Abstract
Due to the development and popularization of Internet, there is more and more research focusing on complex networks. Research shows that there exists community structure in complex networks. Finding out community structure helps to extract useful information in complex networks, so the research on community detection is becoming a hotspot in recent years. There are two remarkable problems in detecting communities. Firstly, the detection accuracy is normally not very high; Secondly, the assessment criteria are not very effective when real communities are unknown. This paper proposes an algorithm for community detection based on hierarchical clustering (CDHC Algorithm). CDHC Algorithm firstly creates initial communities from global central nodes, then expands the initial communities layer by layer according to the link strength between nodes and communities, and at last merges some very small communities into large communities. This paper also proposes the concept of extensive modularity, overcoming some weakness of modularity. The extensive modularity can better evaluate the effectiveness of algorithms for community detection. This paper verifies the advantage of extensive modularity through experiments and compares CDHC Algorithm and some other representative algorithms for community detection on some frequently used datasets, so as to verify the effectiveness and advantages of CDHC Algorithm.
1. Introduction
Complex networks are generally networks having lots of nodes and connections, such as Internet, citation network, and social network [1–3]. Due to Internet's development and popularization, there is more and more research on complex networks in recent years. Research shows that there exists community structure [4] in complex networks. Connections within a community are dense, while connections between different communities are rare [5]. Generally, a community consists of nodes having similar properties, so finding communities helps to mine some useful information of complex networks, for example, finding a group of people having common interests. How to detect communities in complex networks is a hotspot in recent years.

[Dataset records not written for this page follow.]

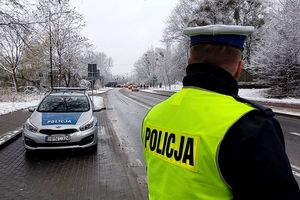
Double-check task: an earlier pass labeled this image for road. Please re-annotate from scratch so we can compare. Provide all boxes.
[0,89,300,200]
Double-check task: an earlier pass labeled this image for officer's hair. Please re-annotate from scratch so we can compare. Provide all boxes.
[190,43,242,72]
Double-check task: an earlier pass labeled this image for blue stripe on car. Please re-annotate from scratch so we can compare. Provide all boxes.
[42,112,82,126]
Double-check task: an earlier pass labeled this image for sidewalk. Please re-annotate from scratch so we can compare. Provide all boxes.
[0,109,31,149]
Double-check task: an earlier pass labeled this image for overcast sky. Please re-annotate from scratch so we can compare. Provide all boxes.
[71,0,178,75]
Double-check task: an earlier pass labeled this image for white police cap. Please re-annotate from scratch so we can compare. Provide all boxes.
[183,24,254,50]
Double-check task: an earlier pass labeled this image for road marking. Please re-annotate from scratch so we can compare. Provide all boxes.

Newman and Girvan [6] put forward the conception of modularity to measure the quality of algorithms for community detection. The modularity Q is a number less than 1. The bigger Q is, the better quality is. Modularity has become the most widely used assessment criterion for community detection due to two reasons when we do not know the real communities in networks. Firstly, modularity is very convenient to use. Secondly, it seems that the result is better when the modularity is bigger in most cases. Many algorithms [7–9] detect communities by maximizing modularity. As it is impossible to calculate the modularity for every possible case, such kind of algorithms usually adopts greedy strategy to find the case almost maximizing modularity.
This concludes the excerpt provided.